È interessante che già anni prima (374) quando si trattava di mandare a Roma un negoziatore per trattare col Papa Damaso, Basilio stesso sconsigliò di scegliere il fratello per la sua manifesta ingenuità (già dimostrata precedentemente) dicendo “quale vantaggio potrebbe esserci per le nostre faccende contrapporgli un uomo come Gregorio, a cui l’adulazione e il servilismo sono del tutto estranei?”. E così sfumò il viaggio a Roma.
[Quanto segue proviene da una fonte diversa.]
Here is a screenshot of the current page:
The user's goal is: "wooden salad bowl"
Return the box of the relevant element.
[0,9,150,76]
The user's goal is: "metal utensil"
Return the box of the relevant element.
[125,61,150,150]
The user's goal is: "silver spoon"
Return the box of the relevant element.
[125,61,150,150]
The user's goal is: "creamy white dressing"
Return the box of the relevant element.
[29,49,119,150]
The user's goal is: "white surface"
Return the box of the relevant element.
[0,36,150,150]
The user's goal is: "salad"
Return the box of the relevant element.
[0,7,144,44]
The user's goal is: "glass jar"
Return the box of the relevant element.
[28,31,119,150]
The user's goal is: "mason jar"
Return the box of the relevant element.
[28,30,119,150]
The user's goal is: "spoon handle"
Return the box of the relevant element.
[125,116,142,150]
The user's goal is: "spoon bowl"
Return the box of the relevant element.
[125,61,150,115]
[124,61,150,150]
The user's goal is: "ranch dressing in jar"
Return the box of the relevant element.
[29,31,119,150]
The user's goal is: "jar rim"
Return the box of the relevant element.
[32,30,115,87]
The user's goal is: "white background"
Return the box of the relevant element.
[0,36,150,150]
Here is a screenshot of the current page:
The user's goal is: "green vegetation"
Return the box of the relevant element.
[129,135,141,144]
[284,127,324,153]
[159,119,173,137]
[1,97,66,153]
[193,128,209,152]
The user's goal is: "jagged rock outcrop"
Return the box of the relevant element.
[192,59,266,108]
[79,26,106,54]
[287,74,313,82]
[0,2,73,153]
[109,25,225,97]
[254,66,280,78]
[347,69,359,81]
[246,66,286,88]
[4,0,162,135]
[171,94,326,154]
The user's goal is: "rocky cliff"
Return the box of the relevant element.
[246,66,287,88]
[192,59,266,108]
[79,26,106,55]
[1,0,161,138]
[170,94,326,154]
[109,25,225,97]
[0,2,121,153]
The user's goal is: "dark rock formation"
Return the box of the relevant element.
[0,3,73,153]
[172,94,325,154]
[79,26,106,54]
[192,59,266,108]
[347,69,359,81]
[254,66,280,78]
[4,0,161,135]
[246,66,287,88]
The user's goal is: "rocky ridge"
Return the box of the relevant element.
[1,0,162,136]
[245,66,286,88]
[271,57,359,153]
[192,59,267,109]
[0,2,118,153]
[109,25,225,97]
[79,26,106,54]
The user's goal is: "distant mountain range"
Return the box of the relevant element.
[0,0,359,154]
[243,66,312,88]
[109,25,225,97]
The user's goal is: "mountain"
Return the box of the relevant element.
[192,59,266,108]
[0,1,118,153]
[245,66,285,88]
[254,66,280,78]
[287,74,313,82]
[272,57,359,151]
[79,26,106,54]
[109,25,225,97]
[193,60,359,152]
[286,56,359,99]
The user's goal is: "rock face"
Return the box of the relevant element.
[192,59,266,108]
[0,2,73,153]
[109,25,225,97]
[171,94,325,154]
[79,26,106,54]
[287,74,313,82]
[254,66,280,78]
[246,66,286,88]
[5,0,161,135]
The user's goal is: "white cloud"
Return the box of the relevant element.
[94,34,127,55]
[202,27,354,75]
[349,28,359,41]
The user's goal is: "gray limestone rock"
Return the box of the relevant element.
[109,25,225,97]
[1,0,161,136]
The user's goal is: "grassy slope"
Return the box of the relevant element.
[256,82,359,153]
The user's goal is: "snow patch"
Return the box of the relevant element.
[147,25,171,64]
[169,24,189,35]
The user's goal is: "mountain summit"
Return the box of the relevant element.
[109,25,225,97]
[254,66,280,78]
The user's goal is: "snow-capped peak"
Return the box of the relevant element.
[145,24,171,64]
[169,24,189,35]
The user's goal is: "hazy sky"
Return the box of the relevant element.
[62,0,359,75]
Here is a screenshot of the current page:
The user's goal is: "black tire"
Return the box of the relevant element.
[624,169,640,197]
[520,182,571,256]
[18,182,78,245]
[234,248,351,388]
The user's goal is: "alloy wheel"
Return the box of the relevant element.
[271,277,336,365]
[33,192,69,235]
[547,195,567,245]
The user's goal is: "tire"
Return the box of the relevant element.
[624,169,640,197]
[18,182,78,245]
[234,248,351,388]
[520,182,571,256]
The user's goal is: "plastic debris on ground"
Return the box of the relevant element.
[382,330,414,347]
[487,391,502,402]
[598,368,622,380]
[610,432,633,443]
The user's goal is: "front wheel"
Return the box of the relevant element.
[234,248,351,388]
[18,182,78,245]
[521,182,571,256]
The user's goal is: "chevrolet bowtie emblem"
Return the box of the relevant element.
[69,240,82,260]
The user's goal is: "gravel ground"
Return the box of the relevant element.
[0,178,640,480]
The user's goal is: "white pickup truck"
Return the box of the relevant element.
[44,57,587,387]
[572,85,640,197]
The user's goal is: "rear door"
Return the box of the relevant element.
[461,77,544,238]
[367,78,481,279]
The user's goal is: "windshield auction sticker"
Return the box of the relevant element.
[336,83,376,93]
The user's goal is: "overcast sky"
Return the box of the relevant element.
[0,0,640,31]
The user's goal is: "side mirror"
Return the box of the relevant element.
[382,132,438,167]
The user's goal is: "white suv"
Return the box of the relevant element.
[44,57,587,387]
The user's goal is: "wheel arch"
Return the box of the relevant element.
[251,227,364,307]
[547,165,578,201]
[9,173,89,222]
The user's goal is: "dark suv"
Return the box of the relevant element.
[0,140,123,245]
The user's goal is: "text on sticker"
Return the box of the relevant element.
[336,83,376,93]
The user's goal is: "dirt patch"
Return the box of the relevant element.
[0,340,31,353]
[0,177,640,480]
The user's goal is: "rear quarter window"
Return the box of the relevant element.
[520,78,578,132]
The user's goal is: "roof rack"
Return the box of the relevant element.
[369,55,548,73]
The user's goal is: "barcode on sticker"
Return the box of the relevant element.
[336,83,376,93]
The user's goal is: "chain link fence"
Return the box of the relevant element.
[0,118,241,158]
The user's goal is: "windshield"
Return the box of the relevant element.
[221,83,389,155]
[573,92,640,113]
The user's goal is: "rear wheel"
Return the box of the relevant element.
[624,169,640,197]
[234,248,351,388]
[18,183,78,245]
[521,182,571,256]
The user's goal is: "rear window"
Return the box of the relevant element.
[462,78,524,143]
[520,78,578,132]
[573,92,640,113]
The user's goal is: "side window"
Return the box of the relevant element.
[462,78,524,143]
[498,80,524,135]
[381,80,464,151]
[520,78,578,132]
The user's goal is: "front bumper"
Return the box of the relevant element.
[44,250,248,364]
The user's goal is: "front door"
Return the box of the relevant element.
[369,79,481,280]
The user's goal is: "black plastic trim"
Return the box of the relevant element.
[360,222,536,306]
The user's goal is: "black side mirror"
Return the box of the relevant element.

Ma fu proprio la morte di Basilio nel 379 che diede la svolta decisiva alla vita di Gregorio. Forse si sentiva dominato dalla sua personalità forte e pragmatica (lo chiamava addirittura suo maestro), forse aveva capito che si era affidato troppo alle decisioni e ai progetti del fratello. Si sentì solo ma non si scoraggiò, anzi tirò fuori il meglio di se stesso (che era tanto). Divenne infatti consapevole delle proprie responsabilità verso la Chiesa che guidava, diventò un vero combattente dell’ortodossia, coraggioso e profondo, e si impegnò con forza maggiore e decisa nelle dispute teologiche del tempo. Fu nel Concilio ecumenico di Costantinopoli del 381 che Gregorio toccò il vertice della sua fama e: contribuì (tra gli applausi) a far trionfare le idee teologiche che furono di Basilio e del loro comune amico Gregorio Nazianzeno. Era ormai un uomo ed un vescovo stimato da tutti. Anche l’imperatore Teodosio lo apprezzava molto.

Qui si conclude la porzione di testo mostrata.